Another research tracked 46,994 healthy males for 20 years to see if vitamin C consumption was associated with the development of gout. It was discovered that persons who took a vitamin C supplement had a 44% decreased incidence of gout.

Furthermore, a meta-analysis of 13 research discovered that taking a vitamin C supplement for 30 days lowered blood uric acid substantially more than a placebo.

While there appears to be a substantial relationship between vitamin C intake and uric acid levels, additional research on vitamin C’s impact on gout is required.

5. Helps prevent iron deficiency

Iron is a vital nutrient with several activities in the body. It is required for the formation of red blood cells as well as the delivery of oxygen throughout the body.

Vitamin C supplements can assist in enhancing iron absorption from food.
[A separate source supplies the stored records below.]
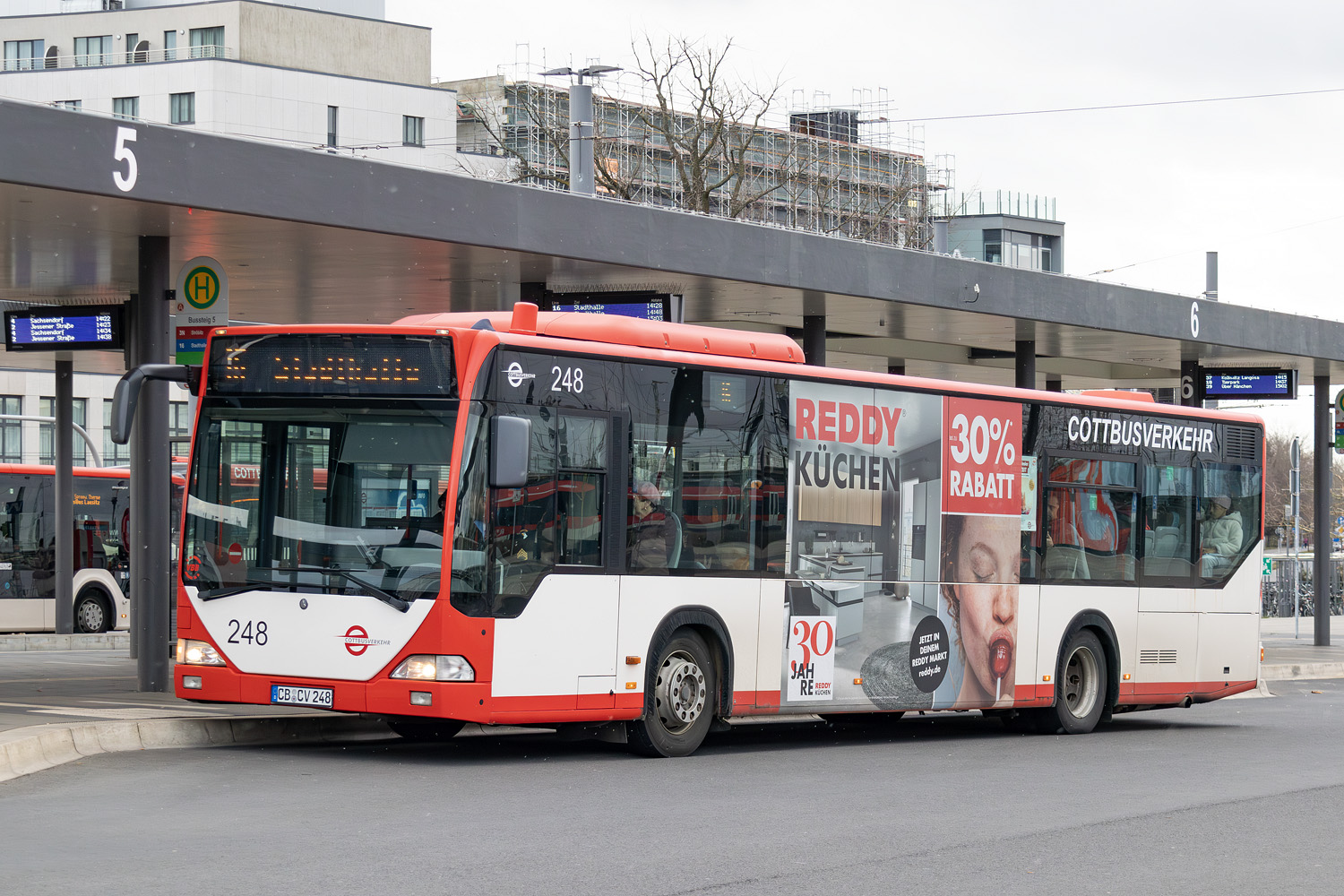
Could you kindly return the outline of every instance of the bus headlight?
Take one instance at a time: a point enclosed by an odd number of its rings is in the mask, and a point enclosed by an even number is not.
[[[177,662],[188,666],[222,666],[224,658],[204,641],[177,638]]]
[[[402,660],[392,669],[391,677],[417,681],[476,681],[476,669],[472,669],[466,657],[435,657],[418,653]]]

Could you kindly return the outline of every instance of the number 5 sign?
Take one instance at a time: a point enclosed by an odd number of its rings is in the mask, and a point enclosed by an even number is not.
[[[1020,516],[1021,404],[949,398],[943,420],[943,512]]]

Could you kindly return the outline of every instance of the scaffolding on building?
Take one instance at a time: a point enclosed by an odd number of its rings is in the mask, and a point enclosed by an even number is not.
[[[515,160],[513,180],[564,189],[564,87],[543,81],[526,52],[499,77],[472,85],[474,94],[458,87],[464,152],[489,145]],[[855,90],[840,106],[827,94],[794,90],[785,107],[727,129],[726,156],[711,159],[714,169],[702,176],[722,183],[702,196],[683,183],[679,150],[664,134],[689,132],[692,113],[673,110],[676,128],[668,128],[646,82],[606,79],[594,94],[597,189],[626,201],[925,249],[933,236],[930,196],[948,189],[950,173],[930,180],[922,129],[898,132],[894,111],[886,89]]]

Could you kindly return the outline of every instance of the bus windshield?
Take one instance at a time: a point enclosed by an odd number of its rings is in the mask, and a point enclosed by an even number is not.
[[[216,399],[198,426],[181,580],[434,598],[456,400]]]

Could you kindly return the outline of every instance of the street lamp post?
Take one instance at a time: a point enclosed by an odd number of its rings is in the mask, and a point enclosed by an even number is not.
[[[574,75],[570,85],[570,192],[591,196],[597,191],[593,175],[593,85],[583,78],[595,78],[609,71],[620,71],[620,66],[586,66],[574,69],[551,69],[542,77]]]

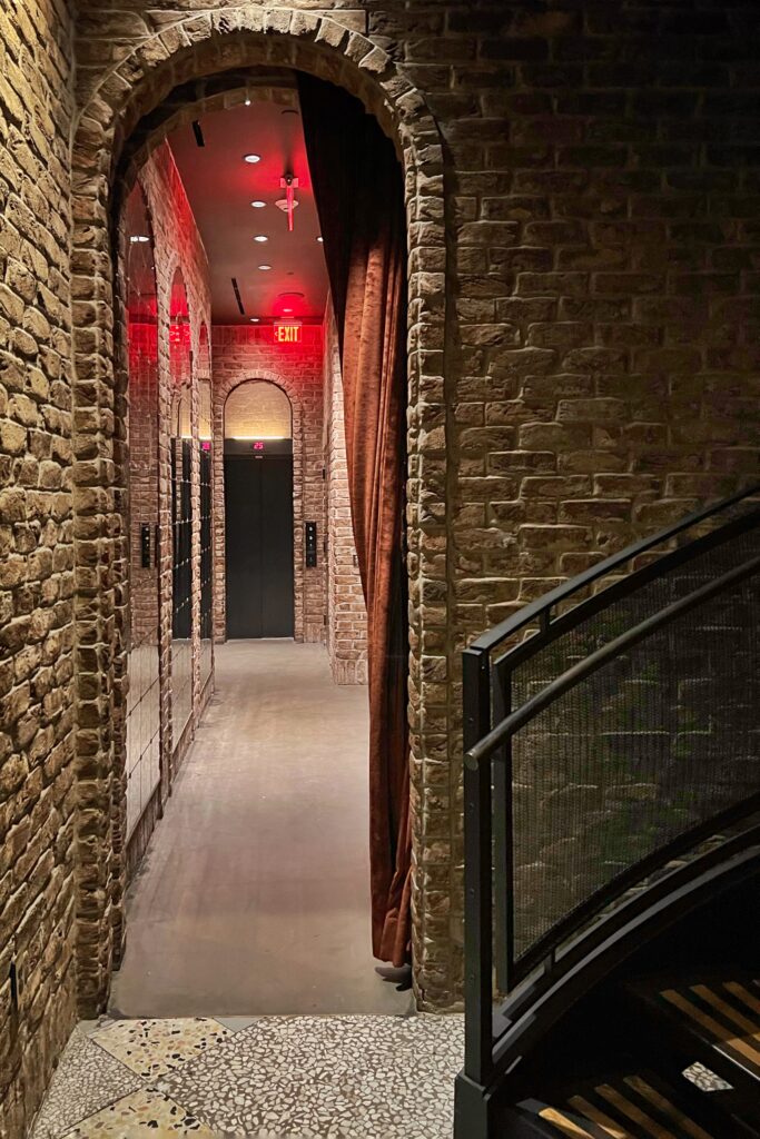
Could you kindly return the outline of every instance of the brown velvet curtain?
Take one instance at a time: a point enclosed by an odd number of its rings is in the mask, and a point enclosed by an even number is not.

Vitamin C aids in the conversion of iron that is poorly absorbed, such as plant-based iron sources, into a more absorbable form.

This is especially beneficial for vegetarians, as meat is a good source of iron.

Just 100 mg of vitamin C can boost iron absorption by 67%.

As a result, vitamin C may aid in lowering the risk of anemia in patients who are iron deficient.

A vitamin C supplement was provided to 65 children with moderate iron deficient anemia in one trial. The supplement alone helped regulate their anemia, according to the researchers.

Increasing your vitamin C-rich foods or taking a vitamin C supplement may help if you have low iron levels.